I made this DE-licious Grilled Vegetable and Rice Salad with Fish-Sauce Vinaigrette from bon appétit magazine. I deviated from the recipe:
- I couldn’t find the red chilies, so everything ended up being green for me instead of green with specks of red.
- I also didn’t have any eggplant, which was a huge bummer, because we ended up using it for another dish the previous night.
- Fresh okra was substituted for frozen okra because there weren’t any good fresh ones at the time I went grocery shopping.
- The last thing is that I didn’t grill the corn on an open fire. Instead, I baked the corn in the husk in the oven at 350 °F, directly on the oven rack, for 30 min.

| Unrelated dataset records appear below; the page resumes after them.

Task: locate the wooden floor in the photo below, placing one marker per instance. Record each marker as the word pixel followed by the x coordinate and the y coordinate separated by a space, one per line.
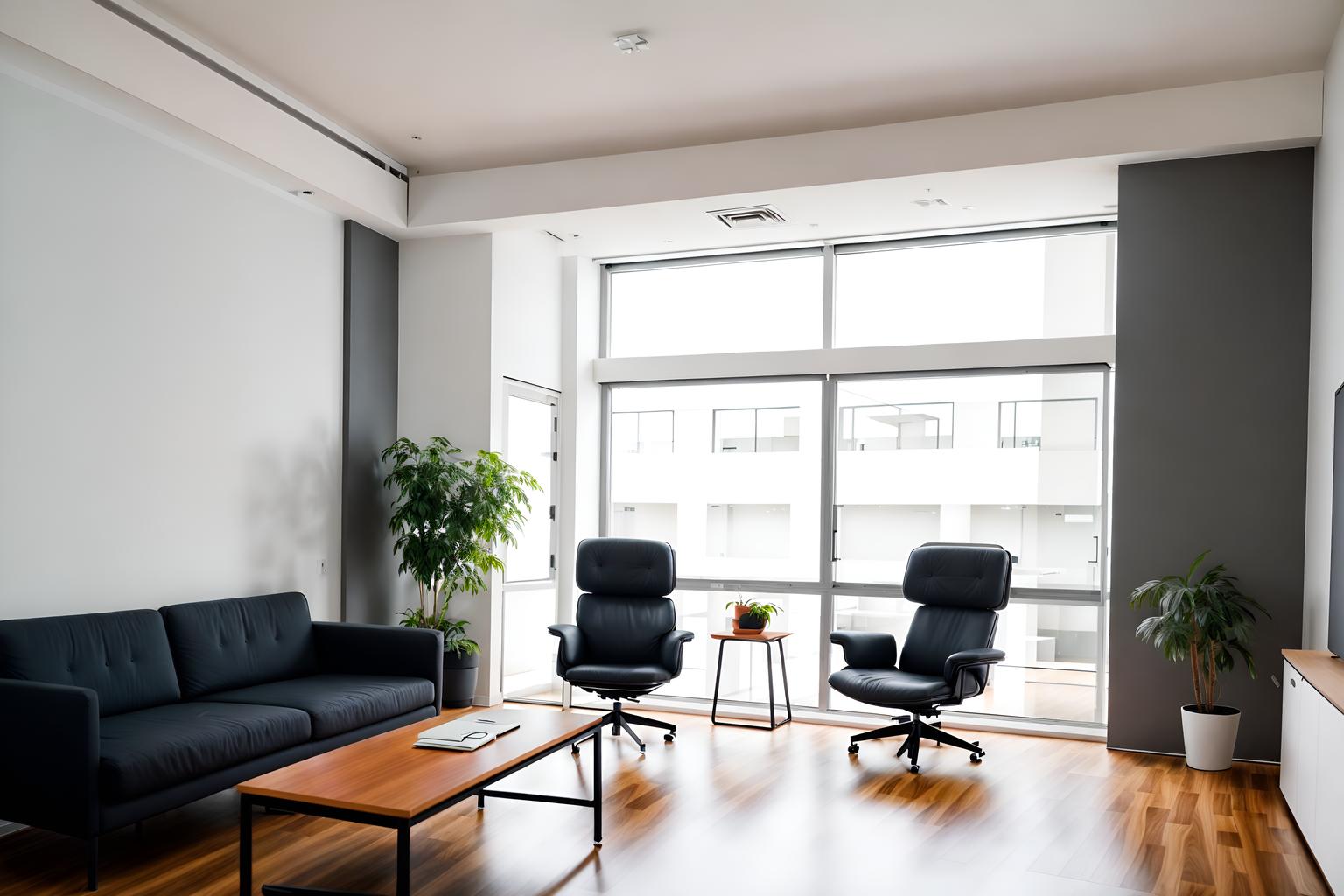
pixel 727 810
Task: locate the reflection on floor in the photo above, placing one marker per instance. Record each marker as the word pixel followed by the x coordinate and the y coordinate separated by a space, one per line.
pixel 726 810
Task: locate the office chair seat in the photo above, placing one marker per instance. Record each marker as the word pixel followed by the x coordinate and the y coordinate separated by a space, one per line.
pixel 642 675
pixel 890 687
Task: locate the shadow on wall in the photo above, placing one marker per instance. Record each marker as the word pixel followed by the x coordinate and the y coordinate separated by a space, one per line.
pixel 293 512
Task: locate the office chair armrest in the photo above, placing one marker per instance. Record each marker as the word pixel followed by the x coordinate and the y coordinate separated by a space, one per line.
pixel 669 649
pixel 867 649
pixel 571 645
pixel 957 662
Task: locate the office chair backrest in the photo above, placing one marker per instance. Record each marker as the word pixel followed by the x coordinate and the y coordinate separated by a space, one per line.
pixel 960 586
pixel 626 612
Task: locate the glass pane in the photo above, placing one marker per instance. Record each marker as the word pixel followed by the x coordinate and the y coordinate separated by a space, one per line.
pixel 1050 670
pixel 750 306
pixel 892 427
pixel 734 430
pixel 977 291
pixel 729 514
pixel 744 664
pixel 777 429
pixel 626 433
pixel 528 448
pixel 657 431
pixel 528 648
pixel 1023 471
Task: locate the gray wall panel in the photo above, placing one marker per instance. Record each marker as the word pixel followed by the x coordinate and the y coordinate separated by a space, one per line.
pixel 368 567
pixel 1210 436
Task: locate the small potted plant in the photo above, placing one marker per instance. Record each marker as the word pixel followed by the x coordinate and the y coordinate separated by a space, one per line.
pixel 1205 621
pixel 752 615
pixel 449 516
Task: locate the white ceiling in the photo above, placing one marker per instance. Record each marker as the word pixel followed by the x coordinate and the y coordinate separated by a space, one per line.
pixel 504 82
pixel 1045 192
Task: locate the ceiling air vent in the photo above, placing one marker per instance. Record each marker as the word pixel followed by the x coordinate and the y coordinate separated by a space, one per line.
pixel 749 216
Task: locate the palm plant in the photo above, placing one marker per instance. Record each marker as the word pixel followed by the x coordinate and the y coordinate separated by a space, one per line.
pixel 451 516
pixel 1203 620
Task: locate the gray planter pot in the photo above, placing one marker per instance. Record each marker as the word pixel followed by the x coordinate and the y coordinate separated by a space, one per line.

Probably change #3 and 4 were fine, but the next time I make this, I will definitely get those red chilies and get extra eggplant.
I was a little hesitant to buy the fish sauce, but read the ingredient list and hoped that it was true. The fish-sauce vinaigrette sounds pretty disgusting, and seemed like it would be once I opened that bottle of fish sauce! Luckily my preconceptions were completely wrong—the sauce was SO delicious and even more so when the dish all came together.
(UPDATE—I MADE IT AGAIN AND IT WAS STILL REALLY TASTY! HERE ARE THE PHOTOS FROM MY 2ND TRY.)
In hindsight, I think adding fresh tomatoes will make this dish even more lively and tastier (I am on a tomato kick right now—peak season for sweet tomatoes! Post about this to come soon!).